Dialysis indications (AEIOU)
A-Acidosis (pH <7.1)
E-Electrolytes (refractory hyperkalemia> 6.5mEq/L
I-Intoxications (SLIME neumonic-salicylates, lithium, isopropanol, methanol, ethylene glycol
O-Overload/pulmonary oedema despite diuretics
U-Ureamia >45 (elevated BUN with signs of uraemia (encephalopathy, seizures, coma, pericarditis)

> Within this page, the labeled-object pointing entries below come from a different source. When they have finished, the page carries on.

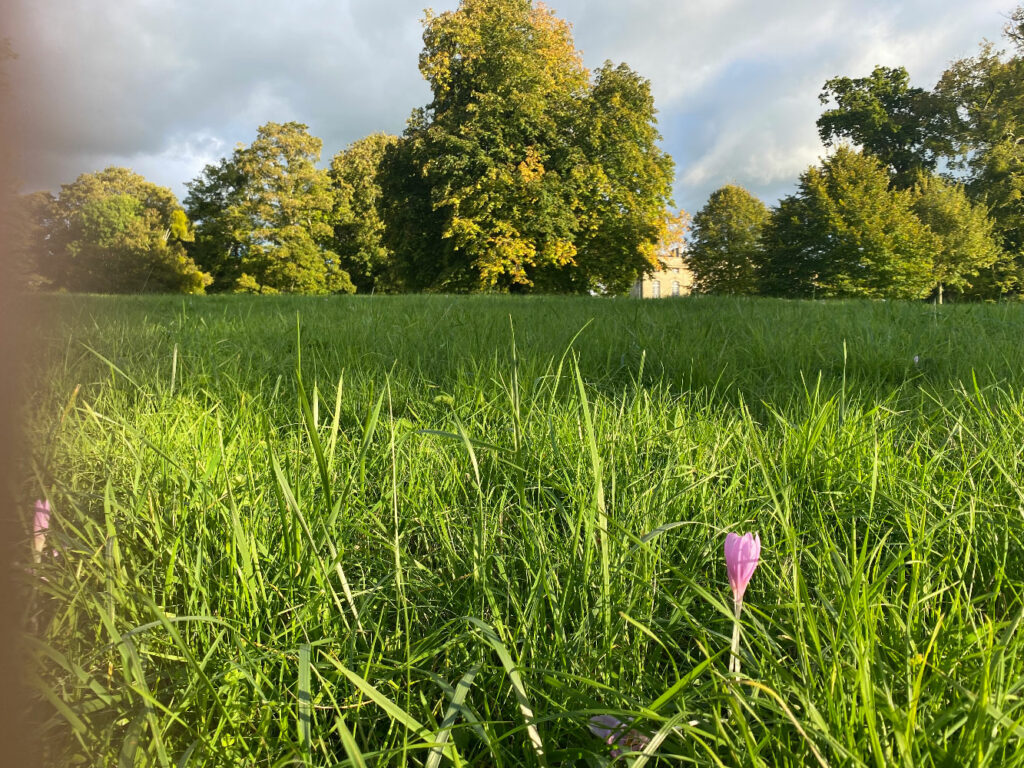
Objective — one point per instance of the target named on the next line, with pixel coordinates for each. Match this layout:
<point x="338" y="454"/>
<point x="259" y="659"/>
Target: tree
<point x="521" y="172"/>
<point x="725" y="244"/>
<point x="358" y="228"/>
<point x="113" y="231"/>
<point x="986" y="94"/>
<point x="968" y="245"/>
<point x="625" y="192"/>
<point x="904" y="127"/>
<point x="264" y="215"/>
<point x="847" y="233"/>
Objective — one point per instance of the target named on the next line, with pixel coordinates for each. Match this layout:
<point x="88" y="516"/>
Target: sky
<point x="166" y="86"/>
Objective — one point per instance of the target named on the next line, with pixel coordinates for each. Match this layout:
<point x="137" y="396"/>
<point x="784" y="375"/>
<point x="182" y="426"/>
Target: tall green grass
<point x="446" y="531"/>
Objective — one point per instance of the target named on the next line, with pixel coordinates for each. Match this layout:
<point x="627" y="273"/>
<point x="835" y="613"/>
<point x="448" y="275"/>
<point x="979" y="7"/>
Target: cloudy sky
<point x="166" y="86"/>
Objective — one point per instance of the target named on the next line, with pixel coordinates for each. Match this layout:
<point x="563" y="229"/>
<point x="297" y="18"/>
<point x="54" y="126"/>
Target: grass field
<point x="442" y="531"/>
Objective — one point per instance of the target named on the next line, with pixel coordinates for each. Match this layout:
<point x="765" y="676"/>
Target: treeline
<point x="525" y="172"/>
<point x="924" y="196"/>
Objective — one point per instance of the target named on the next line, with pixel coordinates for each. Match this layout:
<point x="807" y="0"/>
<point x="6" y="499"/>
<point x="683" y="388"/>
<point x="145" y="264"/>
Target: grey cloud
<point x="168" y="86"/>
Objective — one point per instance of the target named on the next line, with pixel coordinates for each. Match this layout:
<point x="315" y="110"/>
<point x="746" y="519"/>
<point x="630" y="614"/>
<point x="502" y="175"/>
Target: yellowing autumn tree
<point x="524" y="172"/>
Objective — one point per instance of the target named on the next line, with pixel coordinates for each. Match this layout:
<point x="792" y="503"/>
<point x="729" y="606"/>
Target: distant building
<point x="674" y="279"/>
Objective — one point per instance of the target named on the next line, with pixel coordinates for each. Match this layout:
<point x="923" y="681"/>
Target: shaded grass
<point x="432" y="530"/>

For AKI, apart from a Creatinine rise of 26 in 48hrs, what else can indicate AKI?
Diagnosiing AKI
- Serum creatinine rises by >26 umol/L from baseline value within 48 hours
- Serum creatinine rises > 1.5 times from the baseline value within one week
- Urine output is less than 0.5ml/kg/hr for >6 consecutive hours
What ECG changes would you see in hyperkalaemia in order of severity?
- Tall tented T-waves
- Flattened P-waves
- Prolonged PR interval
- Widened QRS complexes
- Idioventricular rhythms (slow regular ventricular rhythm, typically with a rate of less than 50, absence of P waves, and a prolonged QRS interval)
- Sine wave patterns
- VF/asystole
Urine output for stage 1,2,3 AKI?
Urine output
stage 1 -<0.5ml/kg/hr for 6hours
stage 2 <0.5ml/kg/hr for 12hours
stage 3 <0.3ml/kg/hr for 24 hours
What do the following suggest in the context of AKI free light chains RBC casts Granular casts Eosinophils
- Bence-jones protein (Free light chains) – myeloma (75%)
- RBC casts (RBC from glomerulus) – Glomerulonephritis
- Granular casts – Acute tubular necrosis
- Eosinophils – Acute interstitial nephritis (drugs)

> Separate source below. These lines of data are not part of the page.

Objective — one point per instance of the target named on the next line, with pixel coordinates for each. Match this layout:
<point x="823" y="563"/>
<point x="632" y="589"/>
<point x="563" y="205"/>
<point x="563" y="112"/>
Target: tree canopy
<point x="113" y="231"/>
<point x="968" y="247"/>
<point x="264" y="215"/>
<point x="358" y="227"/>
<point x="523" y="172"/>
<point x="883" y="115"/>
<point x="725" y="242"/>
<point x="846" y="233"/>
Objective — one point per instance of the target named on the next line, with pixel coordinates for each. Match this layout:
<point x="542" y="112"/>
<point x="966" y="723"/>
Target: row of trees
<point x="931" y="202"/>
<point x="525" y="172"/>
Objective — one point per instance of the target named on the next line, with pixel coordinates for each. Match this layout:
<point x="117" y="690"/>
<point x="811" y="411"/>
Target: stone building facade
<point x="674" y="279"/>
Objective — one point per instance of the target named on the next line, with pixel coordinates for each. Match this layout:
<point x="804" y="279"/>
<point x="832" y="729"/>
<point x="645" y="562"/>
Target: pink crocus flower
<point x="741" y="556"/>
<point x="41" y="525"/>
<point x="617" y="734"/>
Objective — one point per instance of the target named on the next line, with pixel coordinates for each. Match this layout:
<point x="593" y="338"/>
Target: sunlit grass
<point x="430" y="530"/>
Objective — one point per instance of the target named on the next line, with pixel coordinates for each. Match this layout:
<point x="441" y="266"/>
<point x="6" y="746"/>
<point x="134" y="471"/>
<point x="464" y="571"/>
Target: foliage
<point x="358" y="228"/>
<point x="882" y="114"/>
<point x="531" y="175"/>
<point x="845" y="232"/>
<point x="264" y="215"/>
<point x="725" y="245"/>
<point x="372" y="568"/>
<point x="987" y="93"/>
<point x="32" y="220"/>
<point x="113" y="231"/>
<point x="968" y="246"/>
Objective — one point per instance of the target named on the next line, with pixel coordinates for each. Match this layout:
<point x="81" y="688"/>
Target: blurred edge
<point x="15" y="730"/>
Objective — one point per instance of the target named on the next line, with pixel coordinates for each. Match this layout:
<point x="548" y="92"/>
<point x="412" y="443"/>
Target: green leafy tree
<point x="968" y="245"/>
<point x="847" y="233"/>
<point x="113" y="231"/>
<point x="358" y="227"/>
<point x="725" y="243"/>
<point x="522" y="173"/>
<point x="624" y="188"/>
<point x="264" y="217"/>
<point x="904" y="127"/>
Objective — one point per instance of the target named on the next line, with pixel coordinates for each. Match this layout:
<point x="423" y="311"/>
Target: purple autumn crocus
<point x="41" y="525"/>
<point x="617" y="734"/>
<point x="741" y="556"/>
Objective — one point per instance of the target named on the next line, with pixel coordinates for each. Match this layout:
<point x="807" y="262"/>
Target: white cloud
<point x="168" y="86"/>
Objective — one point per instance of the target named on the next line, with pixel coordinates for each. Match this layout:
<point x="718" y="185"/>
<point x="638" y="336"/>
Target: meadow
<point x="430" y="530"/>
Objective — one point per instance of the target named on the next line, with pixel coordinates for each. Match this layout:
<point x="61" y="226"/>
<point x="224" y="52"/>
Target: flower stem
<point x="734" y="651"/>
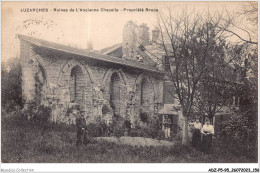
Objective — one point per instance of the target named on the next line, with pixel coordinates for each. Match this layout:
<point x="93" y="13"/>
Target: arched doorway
<point x="145" y="92"/>
<point x="115" y="91"/>
<point x="40" y="85"/>
<point x="77" y="85"/>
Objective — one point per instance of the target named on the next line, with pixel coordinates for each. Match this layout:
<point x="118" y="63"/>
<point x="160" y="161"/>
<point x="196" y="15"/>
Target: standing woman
<point x="207" y="131"/>
<point x="196" y="136"/>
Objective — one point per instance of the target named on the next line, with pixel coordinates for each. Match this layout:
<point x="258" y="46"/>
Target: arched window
<point x="40" y="84"/>
<point x="115" y="93"/>
<point x="145" y="92"/>
<point x="77" y="85"/>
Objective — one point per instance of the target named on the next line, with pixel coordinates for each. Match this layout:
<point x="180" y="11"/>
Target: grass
<point x="25" y="143"/>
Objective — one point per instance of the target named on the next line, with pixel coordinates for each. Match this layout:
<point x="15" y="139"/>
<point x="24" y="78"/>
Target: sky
<point x="76" y="28"/>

How can you tell the difference between pre renal AKI and intra renal AKI using urine osmolality?
Differentiate between pre-renal and renal
- Pre-renal e.g. hypovolaemia
- Kidneys aim to retain Na+/water → concentrated urine
- ↑Urine osmolality, ↓Na+
Renal e.g. ATN
- kidney damaged → loses filtration ability to concentrate urine
- ↓Urine Osmolality ↑Na+
When do you treat hyperkaleamia?
Treat when potassium > 6.5 OR >6 with ECG changes!